India is building 58,000 GPUs inside its own borders this year to train AI on Indian languages and Indian data. That sounds like a serious infrastructure commitment, and it is. What it does not tell you is whether the government agency uploading citizen health records to that system knows who holds the encryption keys.
Probably not. That is the actual story.
On March 4th, Info-Tech Research Group published a blueprint for public sector IT, and the findings are uncomfortable. Governments pushing hard on digital sovereignty, the whole "our data stays in our country" project, often have no operational framework for checking whether that is even true. Vendors manage the encryption keys. Data crosses borders in ways nobody mapped. And the US CLOUD Act can compel American cloud companies to hand over data stored abroad if a US court asks nicely enough.
The Gap Between the Policy and the Server Room
Your national government might have a beautiful sovereignty mandate printed on official letterhead. It may have signed procurement contracts with locally operated cloud providers. What it probably does not have: a heat map of where sensitive data actually flows, an audit of which third-party vendors touch that data, or a clear answer on who controls access when things go wrong.
Andy Best at Info-Tech put it plainly: "Without clear jurisdictional boundaries and accountable ownership, governments risk discovering their exposure only when a disruption or legal challenge forces the issue."
That sentence should bother you if you have ever filed a tax return, applied for a benefit, or interacted with a government health portal. Your data is in there somewhere. The system built to protect it may be running on aspirational policy instead of actual controls.

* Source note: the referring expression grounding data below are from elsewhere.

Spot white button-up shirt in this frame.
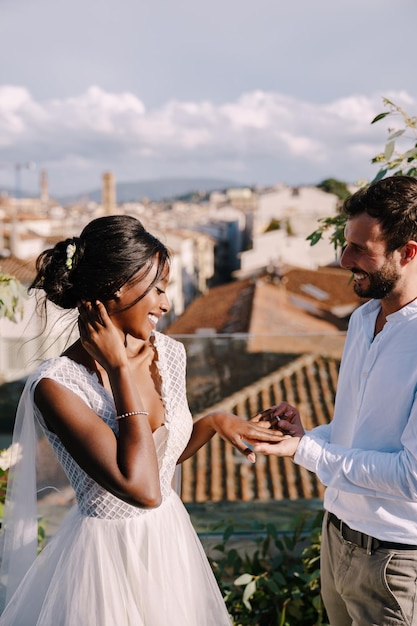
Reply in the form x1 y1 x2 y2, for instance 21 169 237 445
294 298 417 542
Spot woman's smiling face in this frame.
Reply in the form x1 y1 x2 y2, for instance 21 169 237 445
105 256 171 340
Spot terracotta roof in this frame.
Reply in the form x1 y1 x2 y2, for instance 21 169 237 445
166 272 358 341
282 266 363 316
249 280 346 334
0 256 36 285
181 352 338 503
166 278 256 334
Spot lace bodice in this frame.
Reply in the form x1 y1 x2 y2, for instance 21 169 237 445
29 332 193 519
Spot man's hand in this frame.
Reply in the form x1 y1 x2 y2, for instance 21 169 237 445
250 402 305 458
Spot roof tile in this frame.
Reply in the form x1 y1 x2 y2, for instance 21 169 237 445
181 353 338 502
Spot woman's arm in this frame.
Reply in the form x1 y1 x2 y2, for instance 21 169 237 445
177 409 286 464
35 300 162 508
35 377 161 508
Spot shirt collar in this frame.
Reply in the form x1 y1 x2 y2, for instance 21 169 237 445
364 297 417 321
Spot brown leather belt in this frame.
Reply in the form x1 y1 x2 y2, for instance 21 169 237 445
328 512 417 555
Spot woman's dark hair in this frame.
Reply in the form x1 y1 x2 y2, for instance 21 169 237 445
30 215 170 309
343 175 417 253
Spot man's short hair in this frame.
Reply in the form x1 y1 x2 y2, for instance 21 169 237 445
343 176 417 252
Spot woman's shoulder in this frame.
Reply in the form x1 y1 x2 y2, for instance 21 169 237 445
153 331 186 356
28 356 98 391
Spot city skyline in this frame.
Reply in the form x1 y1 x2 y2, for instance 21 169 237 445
1 0 416 195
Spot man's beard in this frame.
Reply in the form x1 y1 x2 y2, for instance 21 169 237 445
352 259 400 300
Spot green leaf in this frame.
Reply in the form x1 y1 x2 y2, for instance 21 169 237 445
371 168 388 183
371 111 390 124
272 571 288 586
264 578 280 594
223 524 234 542
306 231 322 246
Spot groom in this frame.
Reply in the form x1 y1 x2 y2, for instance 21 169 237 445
254 175 417 625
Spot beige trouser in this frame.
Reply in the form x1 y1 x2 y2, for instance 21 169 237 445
321 512 417 626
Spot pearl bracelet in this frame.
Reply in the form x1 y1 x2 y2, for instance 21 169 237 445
116 410 149 421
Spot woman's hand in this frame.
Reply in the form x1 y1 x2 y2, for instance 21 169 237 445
78 300 128 371
208 411 288 463
177 410 288 465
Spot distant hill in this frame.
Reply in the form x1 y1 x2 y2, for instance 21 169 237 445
58 177 243 204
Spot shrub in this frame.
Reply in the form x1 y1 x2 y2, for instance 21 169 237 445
208 510 328 626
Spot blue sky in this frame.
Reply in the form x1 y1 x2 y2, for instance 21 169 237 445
0 0 416 195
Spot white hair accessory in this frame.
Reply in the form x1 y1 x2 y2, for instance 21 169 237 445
65 243 77 270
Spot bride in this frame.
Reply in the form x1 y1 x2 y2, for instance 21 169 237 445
0 215 281 625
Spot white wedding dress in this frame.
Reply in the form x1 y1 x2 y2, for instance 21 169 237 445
0 332 231 625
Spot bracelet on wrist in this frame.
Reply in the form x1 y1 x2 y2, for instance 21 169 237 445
116 410 149 421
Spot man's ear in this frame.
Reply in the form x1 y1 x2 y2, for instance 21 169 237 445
401 241 417 264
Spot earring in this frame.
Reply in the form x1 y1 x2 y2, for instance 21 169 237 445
114 289 121 298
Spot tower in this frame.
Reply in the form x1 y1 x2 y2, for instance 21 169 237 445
102 172 116 215
40 169 49 206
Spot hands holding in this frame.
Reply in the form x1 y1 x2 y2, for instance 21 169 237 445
249 402 305 458
207 411 282 463
207 401 304 463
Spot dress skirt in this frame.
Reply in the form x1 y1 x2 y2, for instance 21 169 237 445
0 491 232 626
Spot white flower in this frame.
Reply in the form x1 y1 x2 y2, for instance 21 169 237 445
65 243 77 270
0 443 23 471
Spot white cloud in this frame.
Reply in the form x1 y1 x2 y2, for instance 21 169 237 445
0 86 47 147
0 85 415 194
49 87 146 134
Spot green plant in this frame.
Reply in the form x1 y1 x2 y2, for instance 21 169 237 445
370 98 417 181
307 98 417 254
317 178 351 203
0 269 26 322
306 212 348 255
208 510 328 626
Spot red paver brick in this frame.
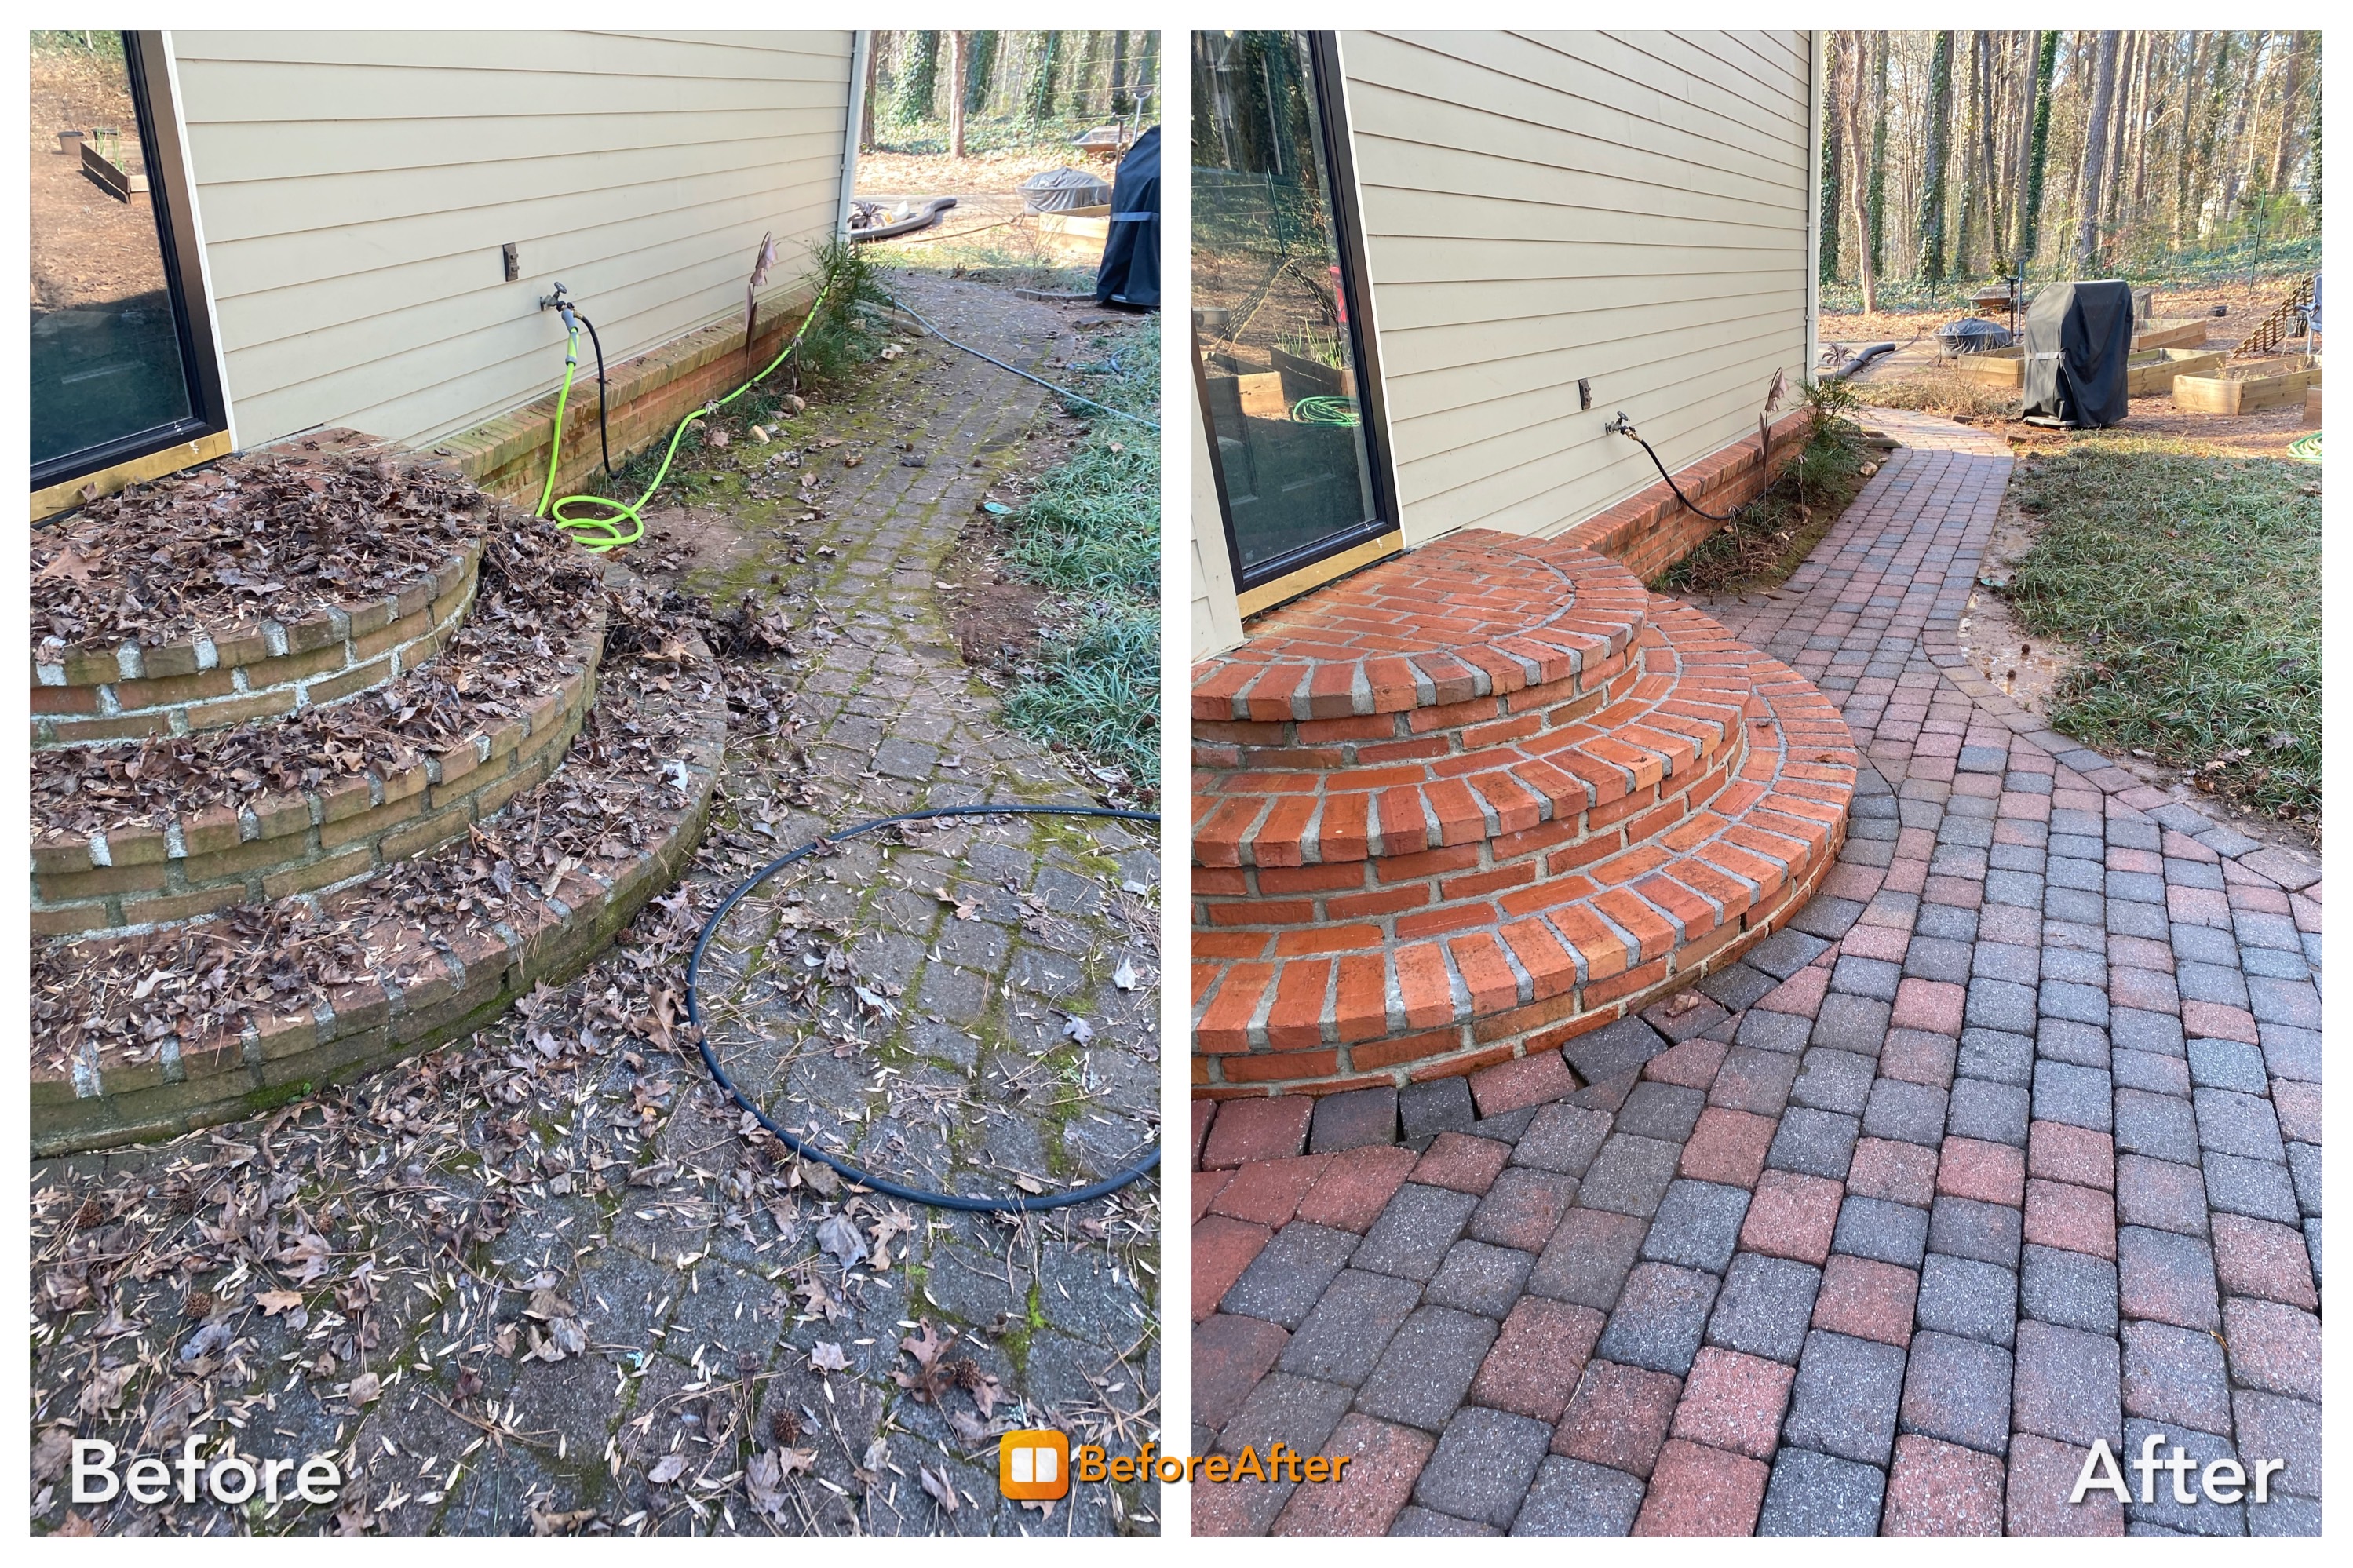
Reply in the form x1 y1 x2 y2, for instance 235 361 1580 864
1552 1359 1682 1478
1680 1107 1777 1187
2209 1214 2318 1309
1413 1131 1513 1195
2027 1121 2114 1191
2022 1179 2116 1260
1883 1434 2005 1536
2271 1079 2319 1145
1470 1296 1606 1423
1194 1166 1235 1221
1643 1035 1728 1088
1811 1253 1919 1347
1631 1439 1769 1536
1293 1143 1419 1234
1209 1154 1333 1228
1755 963 1830 1018
1891 978 1965 1034
1738 1169 1843 1264
1194 1313 1290 1431
1195 1216 1273 1322
2220 1297 2322 1399
2179 1000 2259 1044
1194 1099 1217 1168
1669 1347 1794 1460
1879 1028 1957 1087
1268 1413 1434 1537
1470 1049 1579 1117
2006 1434 2125 1536
1203 1096 1314 1169
1936 1136 2025 1206
1847 1137 1939 1207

Critics of the sovereignty sprint have a fair point: prioritizing domestic systems over global standards risks fragmenting AI development and locking citizens into less efficient local ecosystems. That tension is real. But the alternative, handing citizen data to foreign clouds subject to foreign legal claims, is not a neutral default. It is a choice with consequences.
Sovereignty Without Auditability Is Just Branding
The fix is boring and specific. Governments need to complete phase one of what Info-Tech is recommending: actually assess what controls exist over their data and AI systems before building phase two. Not announce sovereignty. Not sign contracts. Audit. Map the data flows. Get the encryption keys back from vendors. Know the answer before a court case makes you find out the embarrassing way.
Sovereign cloud AI can work. The architecture exists. Countries that combine domestic governance with certified cloud models are doing this right. The problem is not the technology; it is procurement offices signing sovereignty deals without the technical controls to match.
AI spending hits $2.5 trillion this year. Governments are rushing to automate everything from benefits processing to border management. Every one of those systems runs on data about real people. The question of who controls that data is not abstract geopolitics. It is whether a foreign court can access your tax history because your government signed a contract with the wrong cloud vendor and never checked the fine print.
India's 58,000 GPUs are a serious bet. They mean nothing if the data training those models can still be subpoenaed in Virginia.